String of CCPC

NC14367. String of CCPC

描述

BaoBao has just found a string s of length n consisting of 'C' and 'P' in his pocket. As a big fan of the China Collegiate Programming Contest, BaoBao thinks a substring s_is_i+1s_i+2s_i+3 of s is "good", if and only if s_i=s_i+1=s_i+3= 'C' ,and s_i+2='P', where s_i denotes the i-th character in string s. The value of s is the number of different "good" substrings in s. Two "good" substrings s_is_i+1s_i+2s_i+3 and s_js_j+1s_j+2s_j+3 are different ,if and only i ≠ j .

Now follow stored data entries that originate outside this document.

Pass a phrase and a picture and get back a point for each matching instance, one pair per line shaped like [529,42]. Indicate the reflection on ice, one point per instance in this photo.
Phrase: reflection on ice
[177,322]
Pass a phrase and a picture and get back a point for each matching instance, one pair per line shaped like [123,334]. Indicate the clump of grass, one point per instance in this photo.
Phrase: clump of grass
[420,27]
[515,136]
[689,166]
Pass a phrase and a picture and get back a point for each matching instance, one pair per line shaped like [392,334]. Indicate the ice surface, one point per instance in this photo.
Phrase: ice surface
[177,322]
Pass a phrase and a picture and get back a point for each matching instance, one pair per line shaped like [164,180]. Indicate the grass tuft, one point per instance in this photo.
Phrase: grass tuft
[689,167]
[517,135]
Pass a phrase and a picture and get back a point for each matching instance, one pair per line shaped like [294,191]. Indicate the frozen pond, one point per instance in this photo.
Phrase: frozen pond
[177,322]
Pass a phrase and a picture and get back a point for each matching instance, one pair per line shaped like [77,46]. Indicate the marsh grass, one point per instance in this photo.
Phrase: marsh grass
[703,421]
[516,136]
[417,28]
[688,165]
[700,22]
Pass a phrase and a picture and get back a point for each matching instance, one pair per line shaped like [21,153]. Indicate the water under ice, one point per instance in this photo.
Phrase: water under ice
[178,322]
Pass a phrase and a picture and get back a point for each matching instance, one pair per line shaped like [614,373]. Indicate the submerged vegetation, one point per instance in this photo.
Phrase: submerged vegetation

To make this string more valuable, BaoBao decides to buy some characters from a character store. Each time he can buy one 'C' or one 'P' from the store, and insert the character into any position in s.But everything comes with a cost. If it's the i-th time for BaoBao to buy a character, he will have to spend i - 1 units of value.

The final value BaoBao obtains is the final value of s minus the total cost of all the characters bought from the store. Please help BaoBao maximize the final value.

输入描述

There are multiple test cases. The first line of the input contains an integer T, indicating the number of test cases. For each test case:

The first line contains an integer n (1 ≤ n ≤ 2 ×10⁵)indicating the length of strings.

The second line contains the string s (|s| = n)consisting of 'C' and 'P'.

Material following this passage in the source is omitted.